As regards chapter 43, the development of primary care teams follows the strategic direction set out in the primary care strategy back in 2001. At the end of December 2011, there were 425 teams in operation, which is 87% of the revised HSE target of 489. The pace of development over the decade has been slower than anticipated. The 425 primary care teams are at various stages of maturity and development. They provide services to a population of more than 3.4 million with more than 3,000 staff and in excess of 1,592 GPs participating.
The HSE welcomes the audit carried out by the Comptroller and Auditor General on primary care teams and accepts the recommendations set out in the report. The HSE has already made significant progress in addressing some of the shortcomings highlighted and has implemented many of the recommendations. The audit recommended that considerable work is needed to achieve greater integration with local secondary care and we are working towards that objective. The implementation of clinical care pathways for chronic diseases will lead to improvements in integration with our hospital services and simplify access for patients. We are also working with each hospital to simplify patient discharges from hospitals to the care of primary care teams.
The governance and management model, including the change management model, for primary care teams is currently being reviewed to take account of future models of care proposed under the programme for Government. A joint working group comprising officials from the Department of Health and the HSE has been set up by the Minister of State, Deputy Shortall, to develop the primary care model in line with the programme for Government.
As regards chapter 44, in parallel with the development of primary care teams, the HSE has been pursuing an initiative to procure appropriate primary care centres to accommodate these teams. Having all primary care team members located in one primary care centre is the preferred option which allows services to be delivered on a single site, providing a single point of access for the user and encouraging closer team working among health professionals.
There is no contractual commitment on GPs to participate in primary care teams. Accordingly, in the development of primary care centres, a condition was required to ensure GP presence in those centres and their participation in the teams.
The assessment of delivery options for the centres was undertaken with an imperative that primary care teams would be co-located with GP groups in a single location. This was already policy and therefore any evaluation of the most economically advantageous way of delivering the centres would start with this core delivery requirement.
On chapter 46, which concerns protecting the State's property interest, the HSE agrees with the Comptroller and Auditor General's conclusions. The HSE has always registered security against third party assets where capital grants are made to section 39 agencies. In the case of the larger voluntary hospital sites, the HSE has taken security, since 2008, over all the main hospital assets whenever a capital grant is now made.

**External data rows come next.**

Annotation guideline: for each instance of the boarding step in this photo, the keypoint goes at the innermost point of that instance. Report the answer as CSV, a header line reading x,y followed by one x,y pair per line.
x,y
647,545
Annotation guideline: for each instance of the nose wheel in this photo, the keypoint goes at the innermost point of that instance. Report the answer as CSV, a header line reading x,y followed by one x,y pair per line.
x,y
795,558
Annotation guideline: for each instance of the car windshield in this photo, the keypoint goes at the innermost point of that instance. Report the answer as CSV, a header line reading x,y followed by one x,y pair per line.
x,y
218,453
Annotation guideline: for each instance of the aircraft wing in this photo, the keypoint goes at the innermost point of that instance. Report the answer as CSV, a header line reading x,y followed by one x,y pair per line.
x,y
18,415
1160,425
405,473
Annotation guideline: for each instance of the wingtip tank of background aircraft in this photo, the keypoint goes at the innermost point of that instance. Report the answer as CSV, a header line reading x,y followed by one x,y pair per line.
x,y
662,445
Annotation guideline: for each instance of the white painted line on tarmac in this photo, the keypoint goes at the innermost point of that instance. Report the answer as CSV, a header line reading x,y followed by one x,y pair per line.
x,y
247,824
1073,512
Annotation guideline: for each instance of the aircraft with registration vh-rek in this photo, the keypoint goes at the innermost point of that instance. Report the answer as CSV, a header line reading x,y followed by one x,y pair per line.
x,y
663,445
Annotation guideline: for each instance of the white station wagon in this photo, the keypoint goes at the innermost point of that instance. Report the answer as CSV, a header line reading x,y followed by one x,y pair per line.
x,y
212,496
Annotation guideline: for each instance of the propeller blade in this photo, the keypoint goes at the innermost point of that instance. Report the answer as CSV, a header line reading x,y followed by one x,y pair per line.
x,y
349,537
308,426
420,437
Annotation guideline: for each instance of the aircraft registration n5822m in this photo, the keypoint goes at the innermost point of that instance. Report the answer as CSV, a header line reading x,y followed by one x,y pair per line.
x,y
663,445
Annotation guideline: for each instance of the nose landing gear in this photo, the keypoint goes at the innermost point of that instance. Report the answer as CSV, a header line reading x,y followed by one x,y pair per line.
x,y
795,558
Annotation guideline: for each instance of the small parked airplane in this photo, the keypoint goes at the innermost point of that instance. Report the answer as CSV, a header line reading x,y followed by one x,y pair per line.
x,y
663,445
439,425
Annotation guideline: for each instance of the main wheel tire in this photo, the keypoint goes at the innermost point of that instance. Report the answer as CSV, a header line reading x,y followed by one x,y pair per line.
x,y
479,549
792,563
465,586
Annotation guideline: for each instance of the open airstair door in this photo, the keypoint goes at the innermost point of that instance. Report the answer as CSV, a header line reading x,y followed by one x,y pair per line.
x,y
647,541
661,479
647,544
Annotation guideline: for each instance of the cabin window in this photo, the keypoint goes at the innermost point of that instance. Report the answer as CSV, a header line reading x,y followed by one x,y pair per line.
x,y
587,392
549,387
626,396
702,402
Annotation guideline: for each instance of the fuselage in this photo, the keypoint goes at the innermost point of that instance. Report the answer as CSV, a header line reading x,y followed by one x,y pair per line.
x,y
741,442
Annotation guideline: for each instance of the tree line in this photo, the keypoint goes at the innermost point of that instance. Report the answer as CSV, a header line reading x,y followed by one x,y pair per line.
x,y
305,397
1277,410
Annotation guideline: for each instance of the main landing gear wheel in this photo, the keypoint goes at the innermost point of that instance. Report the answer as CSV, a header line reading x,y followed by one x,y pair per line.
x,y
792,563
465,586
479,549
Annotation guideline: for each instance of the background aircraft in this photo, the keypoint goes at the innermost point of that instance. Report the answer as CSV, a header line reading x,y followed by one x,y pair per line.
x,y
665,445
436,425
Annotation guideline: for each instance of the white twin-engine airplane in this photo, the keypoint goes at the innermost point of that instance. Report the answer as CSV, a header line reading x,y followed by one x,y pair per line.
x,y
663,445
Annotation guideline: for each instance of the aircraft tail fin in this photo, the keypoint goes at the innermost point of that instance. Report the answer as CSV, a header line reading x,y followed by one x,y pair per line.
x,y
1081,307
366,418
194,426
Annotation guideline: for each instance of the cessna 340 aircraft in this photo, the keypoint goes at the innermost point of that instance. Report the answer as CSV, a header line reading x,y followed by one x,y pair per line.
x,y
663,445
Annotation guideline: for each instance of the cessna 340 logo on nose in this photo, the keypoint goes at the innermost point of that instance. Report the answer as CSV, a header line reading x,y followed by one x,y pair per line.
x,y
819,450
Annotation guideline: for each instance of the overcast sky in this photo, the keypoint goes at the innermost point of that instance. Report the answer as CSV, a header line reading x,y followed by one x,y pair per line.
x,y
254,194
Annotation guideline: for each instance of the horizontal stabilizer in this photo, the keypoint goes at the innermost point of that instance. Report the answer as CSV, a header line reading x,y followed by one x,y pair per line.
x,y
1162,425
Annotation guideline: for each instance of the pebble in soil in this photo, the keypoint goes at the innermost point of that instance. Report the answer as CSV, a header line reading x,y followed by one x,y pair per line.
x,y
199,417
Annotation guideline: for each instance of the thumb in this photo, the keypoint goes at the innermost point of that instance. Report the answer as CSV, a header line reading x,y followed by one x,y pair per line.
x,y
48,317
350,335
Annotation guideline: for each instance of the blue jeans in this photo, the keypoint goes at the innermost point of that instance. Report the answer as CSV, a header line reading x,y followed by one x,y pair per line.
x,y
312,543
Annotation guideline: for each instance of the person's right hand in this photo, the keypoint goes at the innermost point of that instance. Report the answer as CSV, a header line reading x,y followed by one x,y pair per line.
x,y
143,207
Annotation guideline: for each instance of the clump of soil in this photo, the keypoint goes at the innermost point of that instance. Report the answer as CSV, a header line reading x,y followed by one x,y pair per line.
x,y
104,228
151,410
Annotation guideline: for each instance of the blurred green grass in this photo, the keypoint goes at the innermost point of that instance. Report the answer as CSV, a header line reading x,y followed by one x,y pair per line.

When the HSE sought to put in place this security arrangement with the St. Vincent's Healthcare Group, SVHG, in 2010, when it was funding the now under construction €30 million ward block, it emerged that a €200 million grant for the clinical science building had been made to SVHG in 2004 - prior to the HSE - without the funded assets being secured in favour of the State, that is, through a legal security instrument. The St. Vincent's Healthcare Group, in obtaining bank funding for its private hospital, had given funders a floating charge on all its assets. The creation of this security made it impossible for the HSE to secure first ranking security for the State over the entire public hospital. The HSE brought this issue to the attention of the Comptroller and Auditor General at that point and went into negotiations both with the bank and the hospital group to come up with at least the most satisfactory alternative. The situation at St. Vincent's Hospital cannot be repeated on any assets funded since 2008 due to the 2008 protection of the State's interest introduced by the HSE. We have circulated a copy of those regulations.
On chapter 48, the nursing home support scheme, known as fair deal, was introduced in October 2009. It is a demand-led, means-tested, resource capped national scheme. Its purpose is to introduce more equitable and transparent financial support for people in long-stay residential care. It provides a uniform co-payment system of financial support irrespective of whether the person is in a public or private bed.
At the end of December there were 22,341 people supported under the scheme.Additionally, there were 583 persons whose application was determined to final stage but who were still on the national placement waiting list. It is projected that 23,611 people will be supported under the scheme during 2012, which represents a projected net increase of 1,270 persons.
This concludes my statement and, together with my colleagues, I will take any questions that you may have, Chairman.